Babies born into larger families are less likely to thrive, research suggests.
Good early growth is very important
A Bristol University team found these babies were more likely to struggle to gain weight in their first nine months.
However, the problem seems to have nothing to do with the prosperity of parents - the effect was found across all social classes.
The findings come from the Children of the 90s project following the progress of 11,700 infants.
Failure to thrive is a medical term used to describe infants and young children
whose growth is substantially less than that of their peers.
Risk of failing to thrive
First born - 3.4%
Second born - 4.6%
Third born - 5.8%
Fourth born - 8.3%
Failure to thrive is defined as being in the bottom 5% of weight gainers
There is evidence that it is associated with a delay in proper development, and possibly problems in later life, including intellectual deficits.
The babies in the study were weighed at birth, at six to eight weeks and at nine months.
The researchers then focused on the 5% of children who put on least weight over that time.
Tall parents an advantage
It had been suggested that low socio-economic status was associated with poor growth.
But this was not borne out by the study, which found babies born to unskilled, manual parents were no more likely to be adversely affected than babies born to professional people.
However, the study did find evidence that babies born into larger families were more likely to fail to thrive.
Even a mother's second or third baby was more likely to fall into this group, and a fourth child was at twice the average risk of being among the slowest growers.
The research also uncovered a strong correlation between parental height and slow weight gain up to nine months.
Babies of short parents were eight times more likely to grow slowly when compared to babies with tall parents.
Lead researcher Dr Peter Blair the lead author said the reasons why babies in large families grow more slowly were not clear, and more research was required to try to pin down a reason.

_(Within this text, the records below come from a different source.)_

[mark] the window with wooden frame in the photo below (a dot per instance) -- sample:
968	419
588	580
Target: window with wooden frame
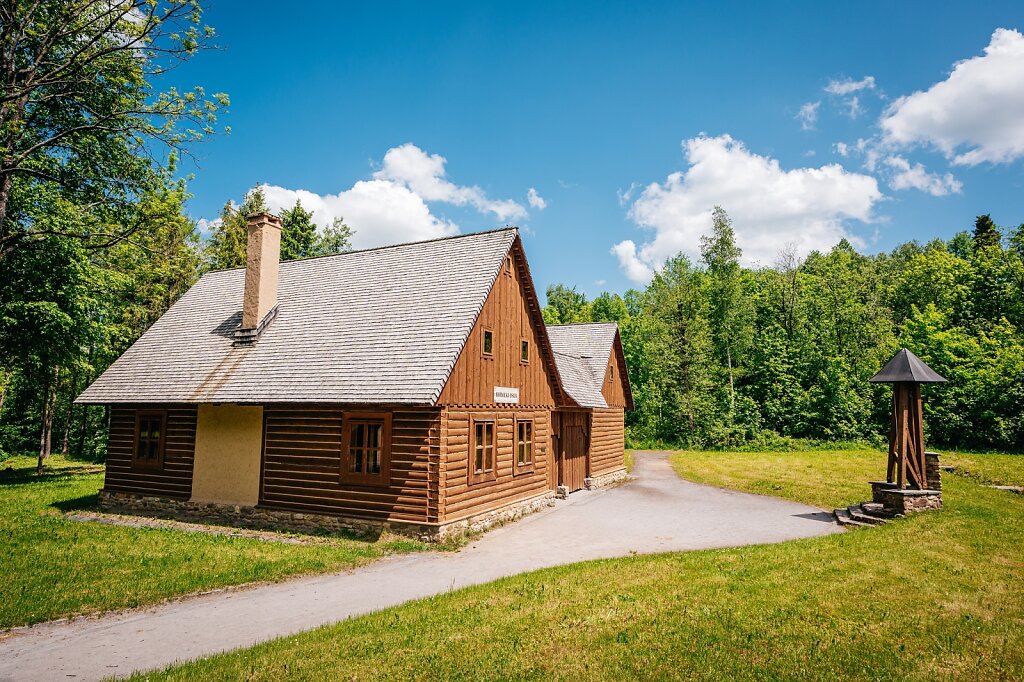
487	343
523	445
151	427
366	448
482	453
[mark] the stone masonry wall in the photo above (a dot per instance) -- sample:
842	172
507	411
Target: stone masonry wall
316	523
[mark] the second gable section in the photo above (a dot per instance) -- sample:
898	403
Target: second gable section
504	349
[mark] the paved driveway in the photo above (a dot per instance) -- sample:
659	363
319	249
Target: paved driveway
656	512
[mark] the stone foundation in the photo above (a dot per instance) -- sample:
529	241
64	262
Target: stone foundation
904	501
261	517
495	517
605	479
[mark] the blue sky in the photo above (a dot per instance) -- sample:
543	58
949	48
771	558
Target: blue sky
608	133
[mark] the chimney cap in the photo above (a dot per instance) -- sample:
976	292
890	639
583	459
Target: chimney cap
263	217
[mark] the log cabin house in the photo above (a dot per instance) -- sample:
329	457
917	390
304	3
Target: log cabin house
411	387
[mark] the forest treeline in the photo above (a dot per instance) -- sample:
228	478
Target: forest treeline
68	309
724	355
95	244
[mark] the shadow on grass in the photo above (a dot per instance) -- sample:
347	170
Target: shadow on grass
84	503
824	517
11	476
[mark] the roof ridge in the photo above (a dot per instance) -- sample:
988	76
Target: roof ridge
584	324
506	228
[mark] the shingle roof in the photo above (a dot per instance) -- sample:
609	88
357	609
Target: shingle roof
582	353
906	367
383	326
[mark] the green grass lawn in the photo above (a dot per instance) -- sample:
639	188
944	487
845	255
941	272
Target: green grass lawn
53	567
936	596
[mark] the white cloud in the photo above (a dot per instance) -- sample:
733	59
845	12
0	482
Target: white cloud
915	177
206	227
769	206
633	265
849	86
974	116
393	205
378	211
853	107
808	115
627	196
424	174
536	200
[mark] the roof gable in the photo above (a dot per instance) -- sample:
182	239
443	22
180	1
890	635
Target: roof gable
582	354
382	326
511	312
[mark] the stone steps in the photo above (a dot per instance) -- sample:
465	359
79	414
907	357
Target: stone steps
864	514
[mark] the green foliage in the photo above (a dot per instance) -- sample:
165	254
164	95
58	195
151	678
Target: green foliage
81	118
299	235
726	356
229	238
565	305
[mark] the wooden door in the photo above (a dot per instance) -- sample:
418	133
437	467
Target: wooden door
573	443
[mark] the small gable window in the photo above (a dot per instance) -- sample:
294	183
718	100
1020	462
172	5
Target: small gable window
366	448
488	342
150	438
481	452
523	445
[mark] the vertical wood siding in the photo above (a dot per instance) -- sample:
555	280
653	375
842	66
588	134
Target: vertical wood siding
174	479
462	499
573	441
512	316
614	390
607	441
302	462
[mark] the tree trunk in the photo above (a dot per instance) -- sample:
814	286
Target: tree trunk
71	413
47	420
732	385
80	445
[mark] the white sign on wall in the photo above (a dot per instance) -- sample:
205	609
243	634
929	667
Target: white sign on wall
505	394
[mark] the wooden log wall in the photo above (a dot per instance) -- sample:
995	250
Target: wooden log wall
607	441
174	479
302	463
459	498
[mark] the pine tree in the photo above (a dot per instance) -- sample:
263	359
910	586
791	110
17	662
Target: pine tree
985	232
227	243
298	237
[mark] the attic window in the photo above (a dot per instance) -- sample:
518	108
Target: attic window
488	343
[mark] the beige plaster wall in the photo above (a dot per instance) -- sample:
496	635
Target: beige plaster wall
228	440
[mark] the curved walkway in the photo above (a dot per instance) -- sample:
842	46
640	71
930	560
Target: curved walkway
656	512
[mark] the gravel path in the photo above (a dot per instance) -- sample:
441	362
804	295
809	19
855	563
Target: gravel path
656	512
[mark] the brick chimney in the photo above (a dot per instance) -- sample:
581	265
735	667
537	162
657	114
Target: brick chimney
262	258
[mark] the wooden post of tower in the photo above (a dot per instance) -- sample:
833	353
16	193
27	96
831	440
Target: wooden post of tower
907	465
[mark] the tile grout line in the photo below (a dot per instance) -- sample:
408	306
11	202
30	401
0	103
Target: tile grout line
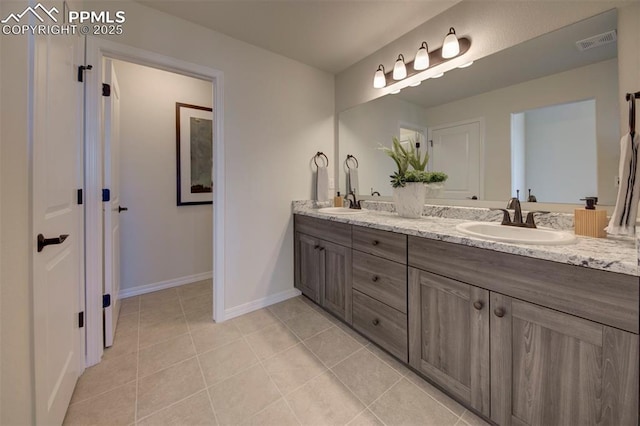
204	380
366	406
135	406
272	382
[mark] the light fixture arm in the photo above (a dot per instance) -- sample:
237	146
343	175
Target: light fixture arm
435	59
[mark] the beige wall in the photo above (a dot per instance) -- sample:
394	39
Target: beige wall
16	357
277	114
593	81
628	59
491	25
159	240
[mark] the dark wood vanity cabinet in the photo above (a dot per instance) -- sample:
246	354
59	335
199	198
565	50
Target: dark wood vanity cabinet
323	264
449	336
380	288
552	368
562	360
522	341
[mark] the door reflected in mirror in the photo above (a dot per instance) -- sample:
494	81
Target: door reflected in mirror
546	71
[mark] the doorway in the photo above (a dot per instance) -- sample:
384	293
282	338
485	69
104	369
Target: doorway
152	166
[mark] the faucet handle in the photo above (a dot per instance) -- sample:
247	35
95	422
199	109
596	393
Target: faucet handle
530	222
506	217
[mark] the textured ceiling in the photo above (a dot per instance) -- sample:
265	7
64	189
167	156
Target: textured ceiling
327	34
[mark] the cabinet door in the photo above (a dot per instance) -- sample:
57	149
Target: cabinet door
550	368
449	335
336	279
307	266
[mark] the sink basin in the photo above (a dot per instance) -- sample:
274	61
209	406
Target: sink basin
513	234
340	210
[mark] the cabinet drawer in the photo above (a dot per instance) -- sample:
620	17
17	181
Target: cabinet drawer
336	232
382	324
385	244
382	279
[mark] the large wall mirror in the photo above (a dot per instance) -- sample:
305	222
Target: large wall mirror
541	116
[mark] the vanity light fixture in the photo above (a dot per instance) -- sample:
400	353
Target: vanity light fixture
379	79
399	69
424	60
450	46
421	62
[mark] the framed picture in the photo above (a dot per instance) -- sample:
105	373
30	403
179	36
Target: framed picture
194	149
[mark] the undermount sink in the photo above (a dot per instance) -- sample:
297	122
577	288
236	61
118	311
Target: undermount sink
514	234
340	210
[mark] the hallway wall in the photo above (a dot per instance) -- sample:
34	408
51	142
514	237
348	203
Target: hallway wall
161	243
277	114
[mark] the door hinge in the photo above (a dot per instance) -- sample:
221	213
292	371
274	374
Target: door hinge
81	70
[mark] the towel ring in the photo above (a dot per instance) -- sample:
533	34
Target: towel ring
351	157
320	154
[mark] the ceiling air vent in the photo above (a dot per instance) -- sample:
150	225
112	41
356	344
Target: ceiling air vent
597	40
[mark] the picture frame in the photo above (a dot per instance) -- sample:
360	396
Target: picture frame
194	154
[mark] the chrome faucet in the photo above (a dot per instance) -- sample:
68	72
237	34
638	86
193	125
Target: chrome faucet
355	204
514	204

However, it is suspected that the problem may be linked to hard-pressed parents finding it impossible to attend carefully to the needs of their younger children when they have a big family.
He added: "While it may not be surprising that babies of short parents are more likely to grow slowly - we are the first study to establish this association.
"Growth standards for future measurement need updating and parental height must be part of this new calculation."
The project is now investigating the growth and development of the children at seven and eight to assess the longer-term consequences of poor growth in the first year of life.